A dança solitária repete-se como um "leit-motiv" do filme: uma anã surge inopinadamente diante da câmera e se põe a dançar, Rivaldo tem a visão de uma solitária dama de negro que dança, chamando-o para a morte. A imagem da mulher de negro, aliás, aparece associada a lagos e barcos místicos como que extraídos dos filmes de Mizoguchi (em mais uma citação desse admirador confesso do cinema japonês que é Reichenbach).
Nas incontáveis imagens de águas e embarcações de "Alma Corsária", o "Sentimento Ocidental" dos dois amigos se une com o Oriente –o do cinema japonês e o das recordações do chinês, dono da pastelaria.
A conjunção de Ocidente e Oriente também encontra expressão musical, na sequência mais bela do filme. Um homem (o maestro Joaquim Paulo do Espírito Santo), vestido com roupas simples de operário, entra na pastelaria vazia, na qual encontra um piano de cauda. Senta-se e começa a tocar com inesperada força interpretativa o "Clair de Lune", de Debussy.
A câmera, de início fechada sobre seus dedos no teclado, ergue-se para um plano geral do local, que agora está povoado pelos convidados do lançamento do livro, todos em silêncio e absortos em suas reminiscências pessoais, evocadas pela música. Na porta da pastelaria, de costas para os demais presentes, outro solitário, um halterofilista, exibe seus músculos para o nada, escandindo o som do piano.
Nos quase sete minutos do "Clair de Lune", vemos ainda planos de riquixás e barcos em Hong Kong, praias com coqueiros e havaianas dançando em Honolulu: imagens referentes às memórias do chinês, misturadas às dos outros convivas. Essas imagens oníricas (tomadas pelo pai de Reichenbach em 1953, em película 16 mm reversível), de colorido brilhante e forte granulação, promovem, junto com a música, mais uma transição temporal, desta vez para o momento presente.
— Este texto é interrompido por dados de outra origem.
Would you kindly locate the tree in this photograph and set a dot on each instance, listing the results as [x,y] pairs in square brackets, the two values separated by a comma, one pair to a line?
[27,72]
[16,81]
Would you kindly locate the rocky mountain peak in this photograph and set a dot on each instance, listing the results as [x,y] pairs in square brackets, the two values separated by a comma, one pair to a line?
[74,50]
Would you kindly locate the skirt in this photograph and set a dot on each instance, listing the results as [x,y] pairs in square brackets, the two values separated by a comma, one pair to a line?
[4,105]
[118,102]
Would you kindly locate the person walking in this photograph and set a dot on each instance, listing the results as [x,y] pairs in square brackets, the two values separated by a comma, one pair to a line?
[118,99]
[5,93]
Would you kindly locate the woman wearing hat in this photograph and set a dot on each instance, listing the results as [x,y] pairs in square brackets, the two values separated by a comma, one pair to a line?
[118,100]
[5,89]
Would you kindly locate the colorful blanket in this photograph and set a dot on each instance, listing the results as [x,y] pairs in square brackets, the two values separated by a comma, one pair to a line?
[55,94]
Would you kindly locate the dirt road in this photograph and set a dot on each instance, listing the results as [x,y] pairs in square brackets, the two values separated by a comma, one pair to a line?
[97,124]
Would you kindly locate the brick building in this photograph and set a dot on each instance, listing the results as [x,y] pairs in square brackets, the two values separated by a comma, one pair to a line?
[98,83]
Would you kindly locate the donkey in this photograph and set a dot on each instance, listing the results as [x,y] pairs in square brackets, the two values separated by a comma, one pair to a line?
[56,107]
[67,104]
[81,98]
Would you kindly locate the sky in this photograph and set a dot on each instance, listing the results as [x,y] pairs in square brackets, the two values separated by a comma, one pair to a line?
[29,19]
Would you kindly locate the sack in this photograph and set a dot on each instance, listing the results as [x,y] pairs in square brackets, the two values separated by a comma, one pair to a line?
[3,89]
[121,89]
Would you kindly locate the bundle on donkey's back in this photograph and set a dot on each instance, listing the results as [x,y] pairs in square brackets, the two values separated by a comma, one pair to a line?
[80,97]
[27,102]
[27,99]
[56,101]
"Alma Corsária" não é, evidentemente, um filme descolado do real. Mas Rivaldo é um representante típico da marginalidade que sempre marcou o cinema de Reichenbach. Não se integrou à sociedade dos bem-nascidos, não teve escolaridade, não participou dos movimentos políticos dos anos 60, não conseguiu ser um escritor de nome, não teve família. Mesmo suas "trips" de fumo e chá de cogumelo são individuais e independentes da moda.
Essa vida apartada da realidade objetiva e voltada para o mundo interior se vê enobrecida pela música –à qual se acresce a sonoridade estridente de sua tosse, mais importante do que a definição de sua enfermidade como tuberculose.
A música se configura, assim, como o universo marginal no qual a "utopia" (louvada na abertura do filme) se une ao ímpeto suicida e ao gozo da morte. "Alma Corsária", de certo modo, se insere numa tendência do cinema atual –"O Piano", "A Liberdade é Azul"– em que a música interfere na narrativa e dirige o destino dos personagens. Mas o modo como homenageia a condição marginal o transforma num filme único.